La política energética es una de las asignaturas pendientes de España y de Europa, en un contexto macroeconómico y geopolítico muy convulso. Garantizarse un suministro de energía estable, limpio, abundante y barato resulta esencial para que una economía sea competitiva y eficiente a nivel global. A día de hoy, los socios europeos se enfrentan al reto de hacer compatible una descarbonización de la economía (incrementando el porcentaje de energía renovable en el mix de producción) que no comprometa el abastecimiento. Este desafío encierra una mayor complejidad por el rechazo de algunos ecologistas a la energía nuclear, aunque esta no genere dióxido de carbono.
En la reciente cumbre de la OTAN, los europeos evidenciaron sus propias contradicciones. Así, exigieron a los EEUU que siguieran contribuyendo de forma mayoritaria a la Alianza Atlántica para compensar la amenaza de Rusia (aunque ellos no cumplan el compromiso de gasto del 2% del PIB en Seguridad y Defensa, tal como establece el Tratado).
Pero, al mismo tiempo, el bloque económico del Viejo Continente tiene una dependencia energética del exterior del 53,6% e importa casi un 30% del gas que consume desde Rusia o naciones de su esfera de influencia.
Los países europeos limitan de momento las soluciones a criticar a Donald Trump. Sin embargo, se enfrentan a problemas graves: una notoria escasez de fuentes de suministro energético seguras y consistentes, tras haber renunciado a dar la batalla por la estabilidad en Turquía o en el norte de África. La práctica totalidad de las entradas a Europa están gobernadas por regímenes dictatoriales con los que existe una escasa capacidad de interlocución. Algo que no sucedía en el pasado, cuando al menos había unas buenas relaciones diplomáticas con Turquía, Egipto, Libia o la propia Rusia.
Con este cuello de botella (uno más si contamos el Atlántico, donde no se ha avanzado en el establecimiento de rutas de importación de petróleo y gas procedentes de Estados Unidos), es imprescindible desarrollar un marco regulatorio estable de la energía renovable, tras las torpes improvisaciones precedentes. Se trata de aprovechar la enorme inversión realizada por países como España para ascender por la curva de aprendizaje e ir menguando la dependencia energética. Así lo ha hecho por ejemplo Suecia, que ha conseguido rebajarla hasta el 37%, con un peso de las renovables superior al 50%, o los países bálticos, Finlandia o Dinamarca, donde estas alcanzan el 30% y el 40%, sobre todo gracias a la energía eólica.
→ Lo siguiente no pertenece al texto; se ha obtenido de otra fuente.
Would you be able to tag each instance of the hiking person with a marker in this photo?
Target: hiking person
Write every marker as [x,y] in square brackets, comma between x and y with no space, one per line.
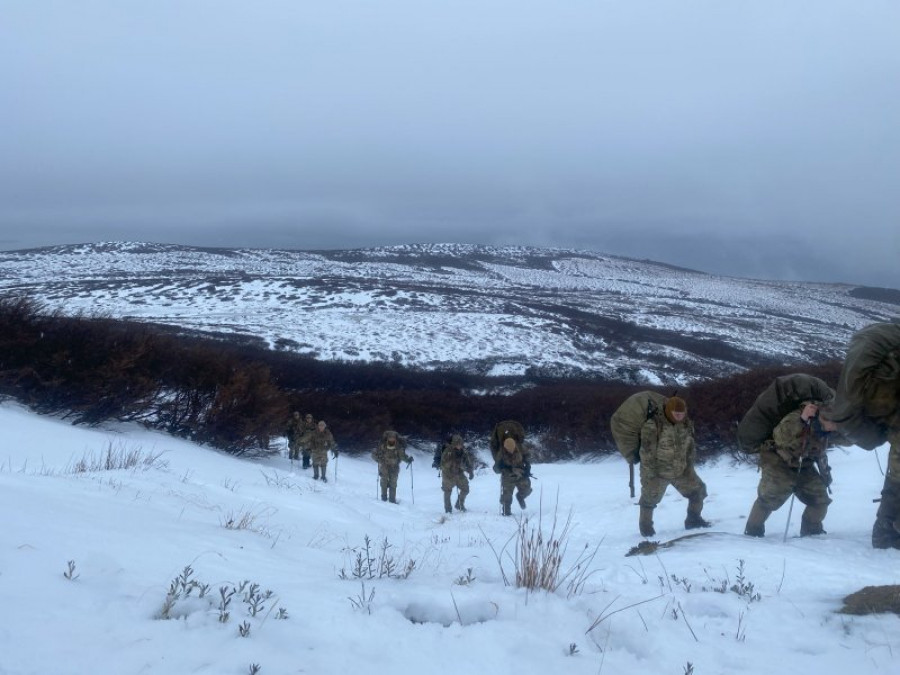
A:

En este entorno incierto, el mercado ibérico de la electricidad avanza en la buena dirección, ya que ha reducido la dependencia energética en casi 10 puntos porcentuales, a la par que el peso de las renovables se ha incrementado en ocho. Esperemos que esta tendencia no sea perturbada por la ley sobre el cambio climático que se presentará en diciembre. No en vano, que nuestro recibo de la luz sea el tercero más caro de Europa no se debe no a las eléctricas, sino a que incorpora un 57% de impuestos y otros recargos. Tributos con los que pagar los errores sobre las energías renovables de un célebre político socialista. Esperemos que la nueva ministra de Transición Energética no contribuya a gravar, más aún, al expoliado sector eléctrico.